Darren J. Lin edited this page Apr 10, 2023 · 1 revision

Purpose

Procedures of using HG002 SV groudtruth set for recall and precision measurement.

HG002 benchmarking

Post-processing

Example of create compressed and indexed VCF file for further evaluation.
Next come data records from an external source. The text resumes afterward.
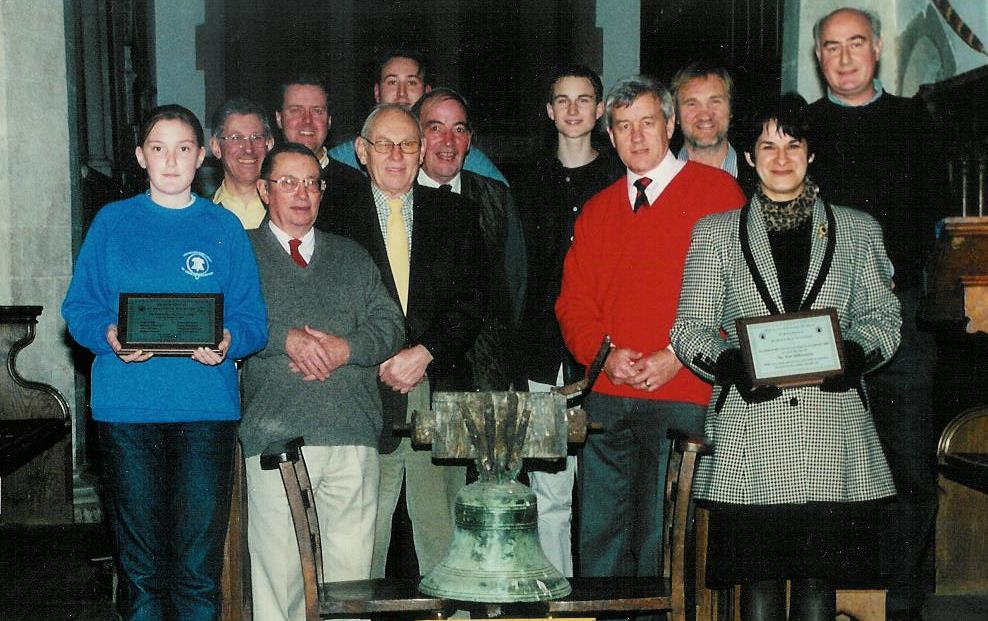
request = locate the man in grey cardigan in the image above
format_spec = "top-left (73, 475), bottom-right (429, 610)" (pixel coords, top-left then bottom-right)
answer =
top-left (240, 143), bottom-right (404, 621)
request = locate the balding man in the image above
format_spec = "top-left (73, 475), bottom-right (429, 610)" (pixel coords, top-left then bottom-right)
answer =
top-left (275, 73), bottom-right (363, 211)
top-left (209, 99), bottom-right (274, 229)
top-left (240, 142), bottom-right (403, 621)
top-left (810, 8), bottom-right (944, 621)
top-left (318, 104), bottom-right (486, 577)
top-left (412, 87), bottom-right (526, 390)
cat HG002.pav.flye.vcf| awk '$1 ~ /^#/ {print $0;next} {print $0 | "sort -k1,1 -k2,2n"}' | bgzip -c > ./pav.flye.sorted.vcf.gz
tabix ./pav.flye.sorted.vcf.gz

NOTE:

  1. For PAV output, the header for SVLEN should be changed to <Number=1,Type=Integer>
  2. For SVision output, the Covered in the filter column should be replaced with PASS

Truvari evaluation

NOTE: We do not consider genotype accuracy for benchmarking and the Truvari version was v3.0.0.

For SVs at true INS/DEL regions (download link)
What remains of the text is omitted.